Rassembler le tout : la hiérarchie du risque dans le SEPA

Le système de gestion du risque SEPA fonctionne parce que chaque couche soutient les autres. Le filtre fondamental augmente le taux de succès de base, améliorant le taux de réussite. Le placement structurel du stop aligne le stop avec le point d'invalidation réel plutôt qu'un pourcentage arbitraire. Le maximum dur de 7-8% impose la discipline avant que la rationalisation ne puisse s'installer. L'exposition progressive signifie que la taille la plus importante n'est déployée que lorsque le trade a déjà fait ses preuves. Le filtre d'environnement de marché réduit l'exposition pendant les phases où même des setups valides échouent à des taux élevés. Et le cadre de l'espérance de gain relie tout cela — même un taux de réussite de 40% devient une stratégie profitable à long terme lorsque les gagnants sont systématiquement autorisés à être 2 à 3 fois la taille des perdants.
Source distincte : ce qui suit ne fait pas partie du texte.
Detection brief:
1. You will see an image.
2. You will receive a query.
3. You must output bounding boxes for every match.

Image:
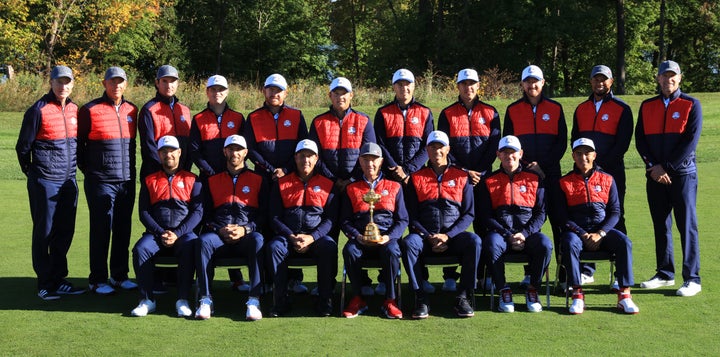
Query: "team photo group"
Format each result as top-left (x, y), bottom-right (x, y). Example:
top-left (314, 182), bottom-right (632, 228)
top-left (16, 60), bottom-right (702, 321)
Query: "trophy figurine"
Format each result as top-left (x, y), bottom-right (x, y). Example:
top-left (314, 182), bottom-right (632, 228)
top-left (363, 189), bottom-right (382, 243)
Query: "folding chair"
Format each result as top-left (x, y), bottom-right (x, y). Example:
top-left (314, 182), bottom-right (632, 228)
top-left (554, 250), bottom-right (615, 308)
top-left (340, 258), bottom-right (402, 317)
top-left (483, 252), bottom-right (550, 311)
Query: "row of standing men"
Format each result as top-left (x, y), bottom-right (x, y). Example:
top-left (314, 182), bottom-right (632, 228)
top-left (16, 61), bottom-right (702, 319)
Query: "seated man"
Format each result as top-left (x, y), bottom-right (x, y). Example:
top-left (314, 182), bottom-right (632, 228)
top-left (266, 139), bottom-right (337, 317)
top-left (476, 135), bottom-right (553, 312)
top-left (195, 135), bottom-right (268, 321)
top-left (402, 131), bottom-right (482, 319)
top-left (340, 143), bottom-right (408, 319)
top-left (130, 135), bottom-right (202, 317)
top-left (557, 138), bottom-right (640, 315)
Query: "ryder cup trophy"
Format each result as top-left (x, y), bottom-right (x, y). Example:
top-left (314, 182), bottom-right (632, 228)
top-left (363, 189), bottom-right (382, 242)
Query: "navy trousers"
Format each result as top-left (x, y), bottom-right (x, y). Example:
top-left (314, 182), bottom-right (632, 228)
top-left (84, 178), bottom-right (135, 284)
top-left (133, 232), bottom-right (197, 301)
top-left (27, 172), bottom-right (78, 291)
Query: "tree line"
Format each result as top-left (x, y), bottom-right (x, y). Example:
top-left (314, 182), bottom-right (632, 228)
top-left (0, 0), bottom-right (720, 95)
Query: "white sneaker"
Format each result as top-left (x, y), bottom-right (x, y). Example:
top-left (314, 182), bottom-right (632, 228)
top-left (640, 275), bottom-right (675, 289)
top-left (130, 299), bottom-right (156, 317)
top-left (110, 278), bottom-right (137, 290)
top-left (580, 273), bottom-right (595, 285)
top-left (288, 279), bottom-right (308, 294)
top-left (520, 275), bottom-right (530, 289)
top-left (421, 280), bottom-right (435, 294)
top-left (360, 285), bottom-right (375, 296)
top-left (498, 287), bottom-right (515, 312)
top-left (375, 283), bottom-right (387, 296)
top-left (175, 299), bottom-right (192, 317)
top-left (89, 283), bottom-right (115, 295)
top-left (195, 296), bottom-right (212, 320)
top-left (245, 297), bottom-right (262, 321)
top-left (442, 279), bottom-right (457, 292)
top-left (676, 281), bottom-right (702, 296)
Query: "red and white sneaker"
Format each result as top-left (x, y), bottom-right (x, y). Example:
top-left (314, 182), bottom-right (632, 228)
top-left (382, 299), bottom-right (402, 319)
top-left (343, 295), bottom-right (367, 319)
top-left (617, 290), bottom-right (640, 315)
top-left (569, 287), bottom-right (585, 315)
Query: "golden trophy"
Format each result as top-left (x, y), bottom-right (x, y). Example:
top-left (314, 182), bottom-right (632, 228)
top-left (363, 189), bottom-right (382, 243)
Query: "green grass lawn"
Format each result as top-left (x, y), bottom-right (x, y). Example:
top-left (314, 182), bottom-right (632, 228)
top-left (0, 93), bottom-right (720, 356)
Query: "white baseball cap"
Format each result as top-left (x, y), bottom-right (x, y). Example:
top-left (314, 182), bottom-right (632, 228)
top-left (295, 139), bottom-right (318, 155)
top-left (498, 135), bottom-right (522, 151)
top-left (425, 130), bottom-right (450, 146)
top-left (223, 135), bottom-right (247, 149)
top-left (330, 77), bottom-right (352, 92)
top-left (263, 73), bottom-right (287, 90)
top-left (521, 64), bottom-right (544, 82)
top-left (573, 138), bottom-right (595, 151)
top-left (158, 135), bottom-right (180, 149)
top-left (457, 68), bottom-right (480, 83)
top-left (393, 68), bottom-right (415, 84)
top-left (205, 74), bottom-right (230, 89)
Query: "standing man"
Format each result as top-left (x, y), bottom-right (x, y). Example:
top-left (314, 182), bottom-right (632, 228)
top-left (503, 65), bottom-right (567, 285)
top-left (438, 68), bottom-right (500, 291)
top-left (244, 73), bottom-right (308, 293)
top-left (130, 136), bottom-right (202, 317)
top-left (15, 66), bottom-right (85, 300)
top-left (402, 131), bottom-right (482, 319)
top-left (340, 143), bottom-right (408, 319)
top-left (189, 74), bottom-right (250, 292)
top-left (373, 68), bottom-right (435, 295)
top-left (266, 139), bottom-right (338, 317)
top-left (556, 138), bottom-right (640, 315)
top-left (78, 67), bottom-right (138, 295)
top-left (138, 65), bottom-right (192, 179)
top-left (476, 135), bottom-right (553, 312)
top-left (635, 61), bottom-right (702, 296)
top-left (195, 135), bottom-right (269, 321)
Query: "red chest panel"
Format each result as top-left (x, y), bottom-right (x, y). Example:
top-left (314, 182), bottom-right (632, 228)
top-left (88, 102), bottom-right (137, 141)
top-left (346, 179), bottom-right (401, 213)
top-left (508, 100), bottom-right (562, 136)
top-left (380, 105), bottom-right (430, 138)
top-left (313, 112), bottom-right (368, 150)
top-left (560, 171), bottom-right (612, 207)
top-left (208, 171), bottom-right (262, 208)
top-left (193, 110), bottom-right (245, 141)
top-left (575, 100), bottom-right (623, 135)
top-left (445, 103), bottom-right (495, 138)
top-left (641, 98), bottom-right (692, 135)
top-left (485, 171), bottom-right (539, 209)
top-left (145, 171), bottom-right (195, 205)
top-left (278, 172), bottom-right (333, 208)
top-left (35, 102), bottom-right (77, 140)
top-left (149, 102), bottom-right (192, 141)
top-left (411, 167), bottom-right (468, 203)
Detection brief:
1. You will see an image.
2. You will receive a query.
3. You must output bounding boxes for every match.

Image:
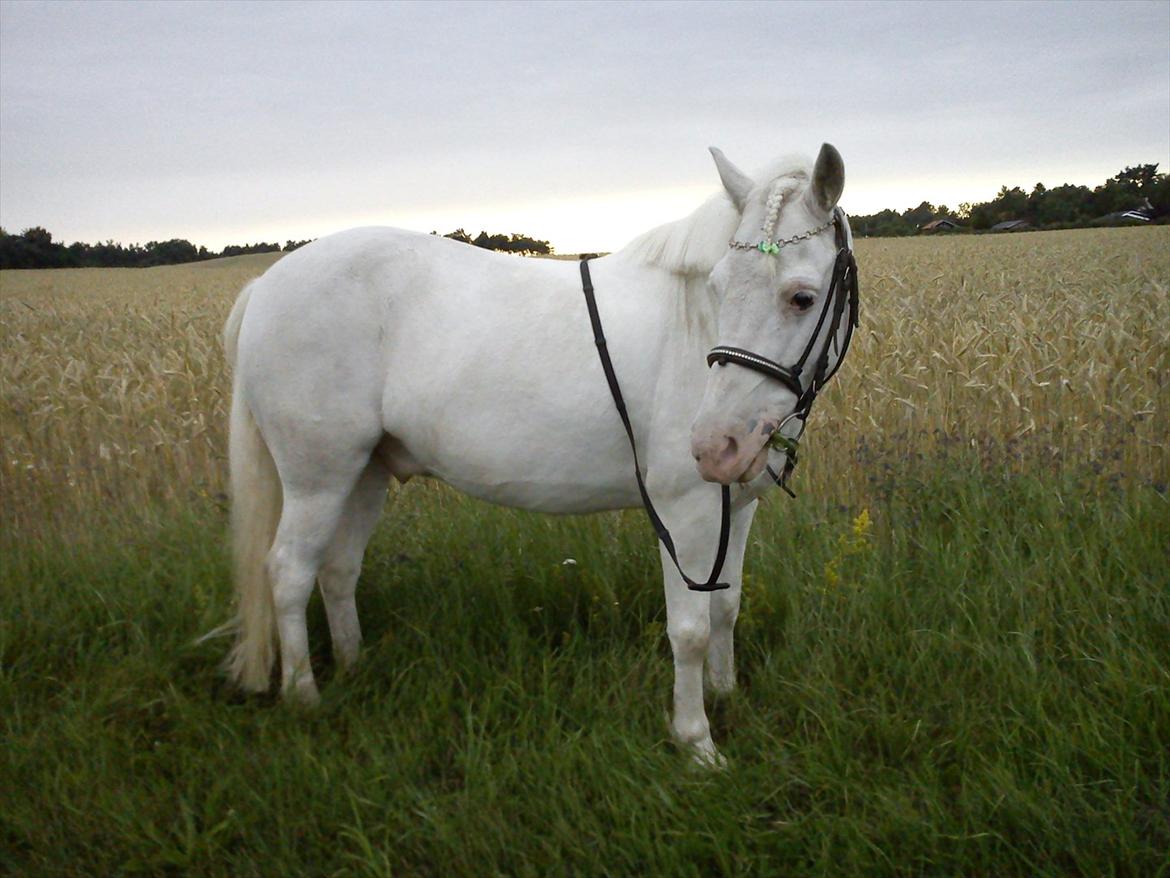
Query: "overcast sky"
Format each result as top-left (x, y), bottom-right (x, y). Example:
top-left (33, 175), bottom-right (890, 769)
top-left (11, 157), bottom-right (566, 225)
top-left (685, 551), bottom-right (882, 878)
top-left (0, 0), bottom-right (1170, 252)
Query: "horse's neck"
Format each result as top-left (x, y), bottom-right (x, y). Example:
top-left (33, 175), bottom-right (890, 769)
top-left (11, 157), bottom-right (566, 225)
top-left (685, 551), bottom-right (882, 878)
top-left (607, 256), bottom-right (718, 447)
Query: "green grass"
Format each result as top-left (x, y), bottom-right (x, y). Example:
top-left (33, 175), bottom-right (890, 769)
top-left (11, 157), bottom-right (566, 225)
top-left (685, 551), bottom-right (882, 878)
top-left (0, 452), bottom-right (1170, 876)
Aucune de ces règles n'est individuellement nouvelle. La discipline du stop fixe apparaît dans le système CAN SLIM d'O'Neil. Le dimensionnement progressif apparaît dans la méthodologie de pyramide de Livermore. Le filtre d'environnement de marché apparaît dans le Stage Analysis de Stan Weinstein. Ce que Minervini a fait, c'est les combiner en un système cohérent en interne où chaque règle renforce les autres, de sorte que l'échec d'une règle unique tend à être rattrapé par celles qui l'entourent.

L'habitude essentielle pour appliquer ce système est la planification avant le trade. Avant l'ouverture du marché, le professionnel sait : quel est le niveau pivot, où se trouve le stop structurel, quelle est la taille pilote, à quel prix et dans quelles conditions les ajouts seront faits, et ce qui constituerait un environnement de marché plaidant pour aucune position du tout. Aucune de ces décisions ne devrait être prise pendant que le marché est ouvert et que les prix bougent. Les règles existent précisément parce que la prise de décision en temps réel sous incertitude tend vers l'évitement des pertes (conserver les perdants) et la recherche de gains (couper les gagnants) — l'exact opposé de ce qui produit une espérance de gain positive.